働き方としては、テレワークが基本になりますので、まずはWeb会議の改善からですね。弊社の場合は、Microsoft Teamsをメインにしていたのですが、kintoneを使ったペーパーレス化にも取り組みまして。そういった諸々の施策で働き方をバックアップをしたところを評価されていて。
いったんこちらに3つ挙げているのですが、これらを大きく括る1つの事項として、トップマネジメント層がDXに対して非常に強くコミットをしていることがあります。
社内に対してトップマネジメント層がリードしていったところが、実はこの3つの施策よりも大きく評価いただいたポイントだったと伺っております。
栗山:トップマネジメントがコミットしているかが評価対象なんですね。
成田:これは非常に重要なところで。やはり現場だけだと、なかなか難しいところがあるので。トップマネジメントが明確に、「今後DXでデジタル活用をしていくんだぞ」と言っていただいているのと、そうでないのではまったく違うので。ここは非常に評価をしていただいていました。
栗山:なるほど、ありがとうございます。では実際に、テレワークの取り組みについてご紹介をお願いできますか?
成田:はい。まず今年の2月22日に、国内グループ約3000名の社員に対して、「基本的に原則在宅勤務です」という通達が出されました。そのタイミングで、こういった取り組みをスタートさせたのは、けっこう速い判断だったと思います。
それを受けてIT部門はバタバタしたのですが、従来から進めてきたIT施策が効果を発揮したのかなと思っています。
まず1つ目は、クラウドシステムの拡充についてです。社内のネットワークではないところからでも、一定のアクセスを可能にし、業務ができるような基盤を作っていたところ。
あとは、標準機としてSurfaceという非常に軽量なパソコンを2年前から採用していましたので、自宅にパソコンを持ち帰る選択肢や、場合によっては会社と行き来しやすかった土壌がありました。
あとは、Teamsの活用を進めていましたので、実際にコロナ禍が始まる前から、Web会議や在宅勤務もポツポツと行われていました。とはいえ、かなりクイックなタイミングで、在宅勤務に切り替わってバタバタした状況はありました。ただ、最初は苦労したものの、うまく切り替えられたのかなと思っています。
3つ目は、「全社的なプラットフォームとして、Teamsを再強化する」ということです。実際にTeamsを利用していましたが、やっぱりいざ在宅勤務になると、全員が付いて来られるわけではなかったんですね。Teamsを使い慣れていないことで、Web会議が滞ったこともありました。
それを受けて、IT部門のメンバーが各部門にTeamsの習熟度をヒアリングをして、各部門ごとにカスタマイズされた社内研修を行って、それによってスキルの底上げを行った取り組みがありました。そして、この取り組みは非常に効果があったと社内表彰も受けました。

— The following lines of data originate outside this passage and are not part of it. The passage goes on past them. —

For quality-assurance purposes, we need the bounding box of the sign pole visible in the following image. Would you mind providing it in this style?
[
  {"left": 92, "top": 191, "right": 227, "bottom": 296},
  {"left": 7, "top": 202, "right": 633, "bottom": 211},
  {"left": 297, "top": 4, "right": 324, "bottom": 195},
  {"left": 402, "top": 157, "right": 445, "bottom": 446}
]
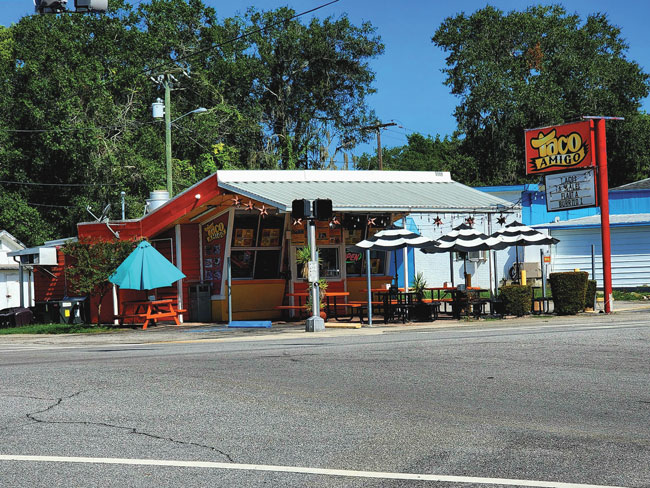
[{"left": 595, "top": 118, "right": 613, "bottom": 313}]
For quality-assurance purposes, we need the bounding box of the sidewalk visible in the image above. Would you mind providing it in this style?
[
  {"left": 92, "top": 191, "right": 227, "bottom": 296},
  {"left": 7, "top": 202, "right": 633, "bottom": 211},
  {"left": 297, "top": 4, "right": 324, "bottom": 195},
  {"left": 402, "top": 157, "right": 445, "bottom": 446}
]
[{"left": 1, "top": 301, "right": 648, "bottom": 347}]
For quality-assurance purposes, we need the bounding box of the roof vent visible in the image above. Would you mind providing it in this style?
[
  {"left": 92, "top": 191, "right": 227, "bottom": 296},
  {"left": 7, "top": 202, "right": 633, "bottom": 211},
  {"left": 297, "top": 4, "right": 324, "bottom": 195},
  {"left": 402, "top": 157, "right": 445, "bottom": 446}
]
[{"left": 146, "top": 190, "right": 170, "bottom": 213}]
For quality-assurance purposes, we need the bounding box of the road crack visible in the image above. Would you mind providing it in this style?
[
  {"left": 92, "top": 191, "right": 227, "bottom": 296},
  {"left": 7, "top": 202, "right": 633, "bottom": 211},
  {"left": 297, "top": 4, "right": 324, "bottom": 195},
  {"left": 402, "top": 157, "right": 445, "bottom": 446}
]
[{"left": 25, "top": 390, "right": 234, "bottom": 462}]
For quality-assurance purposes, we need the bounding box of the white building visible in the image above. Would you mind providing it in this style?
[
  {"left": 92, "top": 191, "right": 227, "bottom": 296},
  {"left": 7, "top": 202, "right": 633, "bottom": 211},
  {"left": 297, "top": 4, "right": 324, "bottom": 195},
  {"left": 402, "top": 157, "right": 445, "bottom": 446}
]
[{"left": 0, "top": 230, "right": 33, "bottom": 309}]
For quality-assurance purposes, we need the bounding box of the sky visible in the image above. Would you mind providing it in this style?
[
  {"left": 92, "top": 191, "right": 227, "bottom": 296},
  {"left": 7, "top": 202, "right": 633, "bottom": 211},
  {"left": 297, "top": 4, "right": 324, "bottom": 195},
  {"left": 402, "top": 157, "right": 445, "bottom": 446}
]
[{"left": 2, "top": 0, "right": 650, "bottom": 159}]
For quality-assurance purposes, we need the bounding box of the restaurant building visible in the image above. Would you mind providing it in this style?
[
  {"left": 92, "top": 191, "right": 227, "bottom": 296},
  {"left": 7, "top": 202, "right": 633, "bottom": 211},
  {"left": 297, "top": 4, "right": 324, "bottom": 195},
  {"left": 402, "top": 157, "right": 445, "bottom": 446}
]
[{"left": 47, "top": 170, "right": 510, "bottom": 323}]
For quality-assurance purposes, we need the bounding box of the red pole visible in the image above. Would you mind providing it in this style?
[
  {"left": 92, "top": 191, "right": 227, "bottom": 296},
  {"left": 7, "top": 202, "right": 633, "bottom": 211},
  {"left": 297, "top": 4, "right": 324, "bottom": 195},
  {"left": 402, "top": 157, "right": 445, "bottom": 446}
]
[{"left": 596, "top": 118, "right": 613, "bottom": 313}]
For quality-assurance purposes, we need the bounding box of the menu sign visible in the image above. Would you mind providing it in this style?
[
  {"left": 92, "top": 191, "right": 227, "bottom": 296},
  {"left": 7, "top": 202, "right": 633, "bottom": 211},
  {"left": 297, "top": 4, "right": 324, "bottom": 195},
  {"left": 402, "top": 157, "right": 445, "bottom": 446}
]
[
  {"left": 202, "top": 213, "right": 229, "bottom": 295},
  {"left": 545, "top": 168, "right": 597, "bottom": 212},
  {"left": 525, "top": 121, "right": 594, "bottom": 175}
]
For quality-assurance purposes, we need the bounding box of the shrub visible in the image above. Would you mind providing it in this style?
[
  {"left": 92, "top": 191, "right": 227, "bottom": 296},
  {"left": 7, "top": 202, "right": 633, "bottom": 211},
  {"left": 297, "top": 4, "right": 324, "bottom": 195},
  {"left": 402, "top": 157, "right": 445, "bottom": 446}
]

あとは、このスライドの左下に書かれている「社内の各種文書の電子化、ワークフローシステムの導入」とありますが、これはまさにkintoneを使って進めているものになります。
実は、弊社がkintoneの導入を最初に始めたのは4月なんです。今からたった半年前に導入したわけなんです。そこから非常にスピード感を持って、さまざまな社内文書のデータ化ができまして。この辺りに関しては、詳細も含めまして、後ほどご紹介したいと思います。